Por Zezinho de Caetés
Trago hoje um problema, que foi levantado pelo jornalista
Carlos Alberto Sardenberg (O Globo: “A
falta que nos faz o patriotismo”), em texto que abaixo transcrevo. É algo
que podemos chamar de “patrimonialismo
branco”, porque o “preto” é
aquele nosso conhecido de querer tratar a coisa pública com se privada fosse, e
que tanto prejudicou nosso amado país, seguindo o jargão patriota do título, já
dizendo aos politicamente corretos que não me processem pela Lei Afonso Arinos,
porque também tenho um pé na cozinha.
É o caso dos funcionários públicos, quando comparados com
aqueles da iniciativa privada, que estão hoje, quase literalmente na privada,
enquanto os primeiros tem aumentos diante da situação política de Temer que não
quer, por causa deles, que a ex-presidenta volte. O que é justo muito justo,
justíssimo.
Fui funcionário público e hoje não tenho medo do desemprego
porque sou aposentado. No entanto, sei que, se a situação continuar ruim como
está, vai sobrar para mim e para os meus companheiros, que jogam dominó na
praça comigo, e que um dia contribuíram para que o país andasse. Sei que não
foram todos os companheiros de aposentadoria que assim o fizeram, e que, por
alguns dos seus atos, deveriam estar era pagando à previdência pelo mal que
fizeram. Espero que seja um pequeno grupo.

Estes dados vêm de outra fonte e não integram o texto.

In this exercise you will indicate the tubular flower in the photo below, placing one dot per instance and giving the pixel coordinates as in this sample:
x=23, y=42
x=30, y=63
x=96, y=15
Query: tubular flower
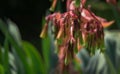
x=76, y=28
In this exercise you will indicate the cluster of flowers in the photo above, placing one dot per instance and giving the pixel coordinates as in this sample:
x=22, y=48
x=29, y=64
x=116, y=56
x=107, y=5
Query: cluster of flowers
x=76, y=28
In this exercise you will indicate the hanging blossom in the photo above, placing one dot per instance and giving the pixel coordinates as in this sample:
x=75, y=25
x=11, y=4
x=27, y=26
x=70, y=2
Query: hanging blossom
x=77, y=28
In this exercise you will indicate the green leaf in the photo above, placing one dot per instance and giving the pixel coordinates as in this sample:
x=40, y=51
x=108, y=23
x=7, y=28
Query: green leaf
x=5, y=57
x=16, y=46
x=1, y=69
x=34, y=58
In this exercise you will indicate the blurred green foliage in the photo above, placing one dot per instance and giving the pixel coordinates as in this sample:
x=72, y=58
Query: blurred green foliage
x=21, y=57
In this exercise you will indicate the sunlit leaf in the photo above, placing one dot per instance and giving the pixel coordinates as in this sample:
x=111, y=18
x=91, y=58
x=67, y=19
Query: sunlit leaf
x=107, y=24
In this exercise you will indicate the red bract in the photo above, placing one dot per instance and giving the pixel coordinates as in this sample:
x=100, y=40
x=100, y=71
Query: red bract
x=78, y=27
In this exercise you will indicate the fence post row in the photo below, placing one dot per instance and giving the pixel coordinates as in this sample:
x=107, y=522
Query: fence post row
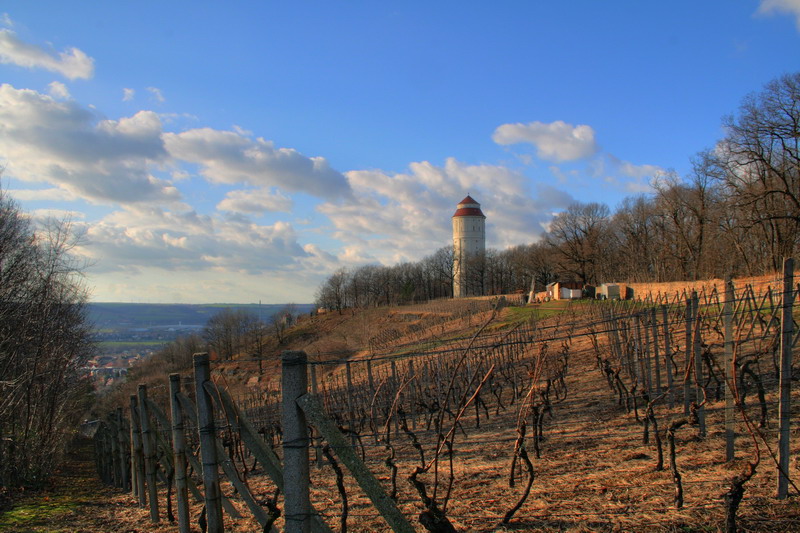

No entanto, estamos numa crise danada e o Temer não pode
escolher muito. O medo é muito grande de que voltemos aos tempos petistas e que
tenhamos de inchar cada vez mais o Estado, como se isto fosse a grande solução.
Eu acredito mais no Ronald Reagan que dizia ser o Estado o problema, e não a
solução. Ou como estamos comprovando a sabedoria da Margareth Tatcher quando
dizia: “O socialismo acaba quando acaba o
dinheiro dos outros”.
O que o Sardenberg diz nas entrelinhas, e eu concordo, é que
se houvesse mais patriotismo tudo seria melhor. Por outro lado, seguindo a linha
Samuel Johnson de que “o patriotismo é o
refúgio dos canalhas”, só podemos vislumbrar que o novo governo terá uma
vida dura pela frente, de um jeito ou de outro. Fiquem com ele e meditem.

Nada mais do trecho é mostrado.